The house grade-point-average (GPA) for the 2008-2009 autumn quarter was 2.38. The GPA of residents who remained fully enrolled and engaged during the 2008-2009 winter quarter was 2.57. Twenty-four freshmen moved into the living community last fall, including 14 men and 10 women. The Gen-1 house is currently represented by 22 African-American students and two white students.

UC has approximately 30 themed student housing communities among its residence hall floors and the Stratford Heights Complex, ranging from service, STEMM (science, technology, engineering, math and medicine), college floors, ROTC, athletics, Greek organizations and students in the University Honors Program for academically talented students.

About UC’s Partner for Achieving School Success Center (PASS)

The center in the UC College of Education, Criminal Justice, and Human Services (CECH) works to promote equality by providing full access to opportunities through quality education, experiences and relationships that empower youth.  In addition to the Gen-1 House, initiatives include the federally funded GEARUP (Gaining Early Awareness and Readiness in Undergraduate Programs) SCORES! partnership that delivers college awareness and readiness programs and services to a cohort of more than 4,700 students in Cincinnati Public Schools. The center also houses the Higher Education Mentoring Initiative (HEMI), an education-based program aimed at keeping young people who age out of the foster care system on track to a higher education. The pilot program first got underway last year by matching mentors with 25 high school seniors in Hamilton County foster care. The next round of mentors will work with high school juniors in foster care.

About the CollegeKeys Compact

The CollegeKeys Compact was launched in October 2007 following a two-year review of independent research, policy and practices in academic preparation and planning, admission, financial aid, and retention. A report issued by the College Board found that nearly one-half of all college-qualified low- and moderate-income high school graduates do not enroll in a four-year college program because of a combination of poor preparation, low expectations and financial barriers.
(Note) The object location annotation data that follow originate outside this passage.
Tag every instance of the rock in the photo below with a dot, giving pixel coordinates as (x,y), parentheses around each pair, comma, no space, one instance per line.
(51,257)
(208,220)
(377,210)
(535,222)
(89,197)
The goal of Compact participants is to see that students from low-income backgrounds are represented in, and graduate from, colleges and universities at the same rate as their more affluent peers.
The compact is also driven by College Board members’ commitment to the belief that all underserved students have a right to an affordable, accessible and successful college experience. The compact continues to invite all schools, colleges and universities to accept its call to action. The initiative proposes a number of possible activities, including the creation of partnerships to provide more mentors for young people, ensuring the availability of rigorous high school curricula; the waiving of fees for college applications for these target students; educating administrators, counselors and teachers to understand the reality of financial aid needs; providing additional tutoring and supplemental instruction, as well as culturally relevant programming; and improving course alignment and acceptance agreements between two- and four-year institutions.

The College Board is a not-for-profit membership association whose mission is to connect students to college success and opportunity. Founded in 1900, the College Board is composed of more than 5,700 schools, colleges, universities and other educational organizations. Each year, the College Board serves seven million students and their parents, 23,000 high schools, and 3,800 colleges through major programs and services in college readiness, college admission, guidance, assessment, financial aid and enrollment.